A psychiatric diagnosis is a cluster of symptoms, some reported directly by the individual experiencing them, and others observed by his or her clinician. We can speak of how an underlying condition “presents” with psychotic behavior, but we have no direct access to the biological substratum of genes and brain circuitry in which that condition is believed to be rooted. Symptoms are the locus of treatment. We apply psychiatric medications not to cure someone’s schizophrenia but to make him less “symptomatic.”
Clinicians tasked with treating co-occurring serious mental illness and cannabis-use disorder face a catch-22: you can’t treat the addiction without first treating the serious mental illness; but you can’t treat the serious mental illness without getting the addiction under control.
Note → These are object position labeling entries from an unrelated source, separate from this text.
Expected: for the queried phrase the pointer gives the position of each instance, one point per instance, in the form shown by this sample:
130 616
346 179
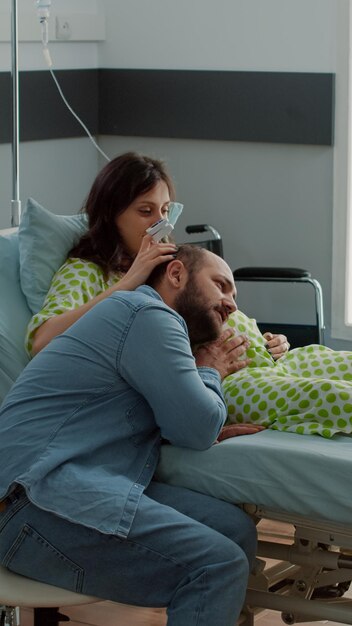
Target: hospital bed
301 480
304 481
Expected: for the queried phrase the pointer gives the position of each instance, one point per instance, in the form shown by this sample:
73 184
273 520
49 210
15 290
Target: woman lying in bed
129 194
307 391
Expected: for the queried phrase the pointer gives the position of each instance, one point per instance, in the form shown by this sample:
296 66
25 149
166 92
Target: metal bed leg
49 617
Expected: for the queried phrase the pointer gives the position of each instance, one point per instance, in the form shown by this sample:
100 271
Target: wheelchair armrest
270 273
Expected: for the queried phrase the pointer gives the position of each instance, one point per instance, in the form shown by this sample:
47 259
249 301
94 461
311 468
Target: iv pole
15 202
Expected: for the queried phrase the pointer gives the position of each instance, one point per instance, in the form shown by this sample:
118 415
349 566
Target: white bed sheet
298 474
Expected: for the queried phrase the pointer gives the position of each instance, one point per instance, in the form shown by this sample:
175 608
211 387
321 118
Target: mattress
298 474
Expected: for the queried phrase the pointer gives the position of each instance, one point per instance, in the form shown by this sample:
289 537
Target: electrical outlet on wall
62 28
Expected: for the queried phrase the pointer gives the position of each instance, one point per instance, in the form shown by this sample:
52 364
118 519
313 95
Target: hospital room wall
46 167
272 203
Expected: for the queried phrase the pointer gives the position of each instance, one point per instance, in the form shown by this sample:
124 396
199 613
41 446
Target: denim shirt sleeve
156 360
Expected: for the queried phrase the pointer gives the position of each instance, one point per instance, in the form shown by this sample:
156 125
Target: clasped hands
228 355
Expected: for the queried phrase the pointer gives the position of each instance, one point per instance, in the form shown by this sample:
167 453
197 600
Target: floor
112 614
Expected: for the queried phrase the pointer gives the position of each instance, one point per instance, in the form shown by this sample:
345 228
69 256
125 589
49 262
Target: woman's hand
277 345
224 354
150 255
234 430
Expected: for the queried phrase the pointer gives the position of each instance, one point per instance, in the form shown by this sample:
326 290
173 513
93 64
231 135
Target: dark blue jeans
186 551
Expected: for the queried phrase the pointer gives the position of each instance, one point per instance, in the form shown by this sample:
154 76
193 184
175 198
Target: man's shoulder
141 297
143 300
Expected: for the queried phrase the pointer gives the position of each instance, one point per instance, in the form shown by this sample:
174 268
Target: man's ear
176 274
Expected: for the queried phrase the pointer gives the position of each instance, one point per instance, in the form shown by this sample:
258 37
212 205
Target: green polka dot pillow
44 242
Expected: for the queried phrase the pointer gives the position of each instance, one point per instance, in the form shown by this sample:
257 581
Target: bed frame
311 561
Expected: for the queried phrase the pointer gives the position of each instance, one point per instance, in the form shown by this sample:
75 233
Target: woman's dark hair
117 185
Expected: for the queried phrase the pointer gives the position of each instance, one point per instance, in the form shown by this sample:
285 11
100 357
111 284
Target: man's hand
277 345
223 354
234 430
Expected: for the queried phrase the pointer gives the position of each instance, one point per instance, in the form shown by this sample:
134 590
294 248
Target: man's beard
197 313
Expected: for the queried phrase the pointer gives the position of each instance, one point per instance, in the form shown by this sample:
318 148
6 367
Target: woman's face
146 209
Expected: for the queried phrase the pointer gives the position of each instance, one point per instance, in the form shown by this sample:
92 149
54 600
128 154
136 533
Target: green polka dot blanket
307 391
75 283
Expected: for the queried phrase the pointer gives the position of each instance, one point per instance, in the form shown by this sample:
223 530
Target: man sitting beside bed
80 434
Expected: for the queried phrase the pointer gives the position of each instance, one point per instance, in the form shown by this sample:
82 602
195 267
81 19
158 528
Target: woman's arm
149 256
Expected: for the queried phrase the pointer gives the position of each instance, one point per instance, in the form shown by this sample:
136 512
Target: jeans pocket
33 556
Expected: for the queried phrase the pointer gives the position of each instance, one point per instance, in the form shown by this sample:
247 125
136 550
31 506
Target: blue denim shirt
82 426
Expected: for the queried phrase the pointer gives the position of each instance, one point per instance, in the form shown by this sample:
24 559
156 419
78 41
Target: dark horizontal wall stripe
43 114
237 106
275 107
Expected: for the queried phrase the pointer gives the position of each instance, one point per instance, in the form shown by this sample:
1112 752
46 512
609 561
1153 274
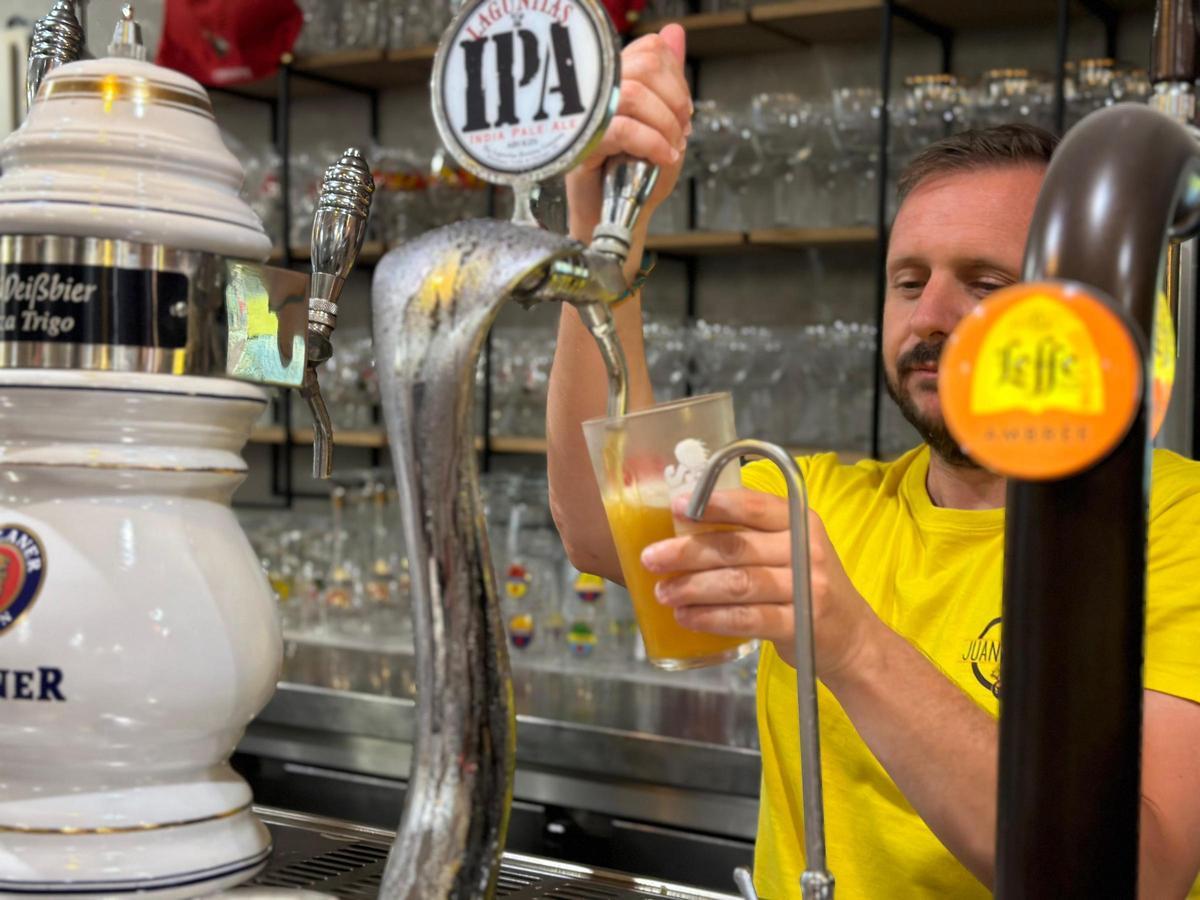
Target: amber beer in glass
642 461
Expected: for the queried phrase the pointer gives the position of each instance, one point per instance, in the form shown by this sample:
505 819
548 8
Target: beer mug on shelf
642 461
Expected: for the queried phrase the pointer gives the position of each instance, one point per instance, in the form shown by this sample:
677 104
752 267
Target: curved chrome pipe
433 300
816 883
1121 184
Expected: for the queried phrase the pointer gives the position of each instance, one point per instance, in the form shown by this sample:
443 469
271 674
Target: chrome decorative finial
57 39
127 36
337 231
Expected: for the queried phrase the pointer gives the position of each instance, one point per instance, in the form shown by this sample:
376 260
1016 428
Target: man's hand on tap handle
653 123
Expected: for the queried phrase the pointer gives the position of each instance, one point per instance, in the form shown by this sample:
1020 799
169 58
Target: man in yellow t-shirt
906 556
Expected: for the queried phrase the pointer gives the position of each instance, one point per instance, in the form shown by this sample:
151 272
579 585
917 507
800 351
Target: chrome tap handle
58 39
337 231
816 883
127 36
628 185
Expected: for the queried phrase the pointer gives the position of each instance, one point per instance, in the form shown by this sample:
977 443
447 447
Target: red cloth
223 42
624 13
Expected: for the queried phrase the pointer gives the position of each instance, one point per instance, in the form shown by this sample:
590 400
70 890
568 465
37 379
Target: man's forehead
982 214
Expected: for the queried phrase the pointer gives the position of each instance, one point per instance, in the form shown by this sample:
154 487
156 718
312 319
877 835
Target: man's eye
987 287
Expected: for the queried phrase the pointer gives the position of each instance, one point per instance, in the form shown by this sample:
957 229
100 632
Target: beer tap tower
138 635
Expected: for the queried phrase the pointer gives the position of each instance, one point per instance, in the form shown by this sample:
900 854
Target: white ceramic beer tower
138 635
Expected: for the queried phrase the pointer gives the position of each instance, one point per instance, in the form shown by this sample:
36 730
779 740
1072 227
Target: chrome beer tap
433 303
816 882
337 231
58 39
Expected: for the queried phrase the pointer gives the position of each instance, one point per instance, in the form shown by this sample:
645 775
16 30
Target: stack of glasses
792 161
342 577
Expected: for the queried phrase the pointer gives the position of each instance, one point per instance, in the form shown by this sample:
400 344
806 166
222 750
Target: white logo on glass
520 82
691 460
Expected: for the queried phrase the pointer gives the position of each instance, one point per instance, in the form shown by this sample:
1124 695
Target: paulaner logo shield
22 571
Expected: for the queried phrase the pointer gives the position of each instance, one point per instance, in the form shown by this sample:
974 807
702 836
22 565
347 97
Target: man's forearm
579 390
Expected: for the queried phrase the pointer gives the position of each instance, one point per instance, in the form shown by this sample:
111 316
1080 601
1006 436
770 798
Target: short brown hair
978 149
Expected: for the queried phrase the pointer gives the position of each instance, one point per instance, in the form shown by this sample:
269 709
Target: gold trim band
138 90
118 467
126 829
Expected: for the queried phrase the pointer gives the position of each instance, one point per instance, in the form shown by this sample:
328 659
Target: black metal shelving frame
281 107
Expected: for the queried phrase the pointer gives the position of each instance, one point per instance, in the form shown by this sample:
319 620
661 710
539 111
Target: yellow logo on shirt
983 654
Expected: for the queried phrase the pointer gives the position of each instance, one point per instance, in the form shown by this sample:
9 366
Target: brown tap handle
1173 55
337 231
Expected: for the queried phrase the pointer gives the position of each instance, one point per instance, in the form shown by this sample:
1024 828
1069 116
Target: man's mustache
919 357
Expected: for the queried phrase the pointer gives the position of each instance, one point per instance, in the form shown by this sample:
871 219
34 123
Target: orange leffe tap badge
1041 381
We have no medication-assisted treatment (like methadone for heroin) for marijuana addiction. Yes, therapy can certainly benefit the seriously mentally ill. But, for therapy to take, medication typically must come first—to tamp down the symptoms and ensure a basic level of awareness of one’s mental illness. In her 1992 memoir, A Brilliant Madness, actress Patty Duke, who was bipolar, wrote: “Before taking lithium, trying to participate in therapy was like trying to fly a jet without ever having been on a plane.” Mentally ill adults who regularly use pot (and other drugs) tend to be less compliant with their psychiatric medicine, and more likely to relapse—and to do so more severely, thus requiring longer hospitalizations than nonusers.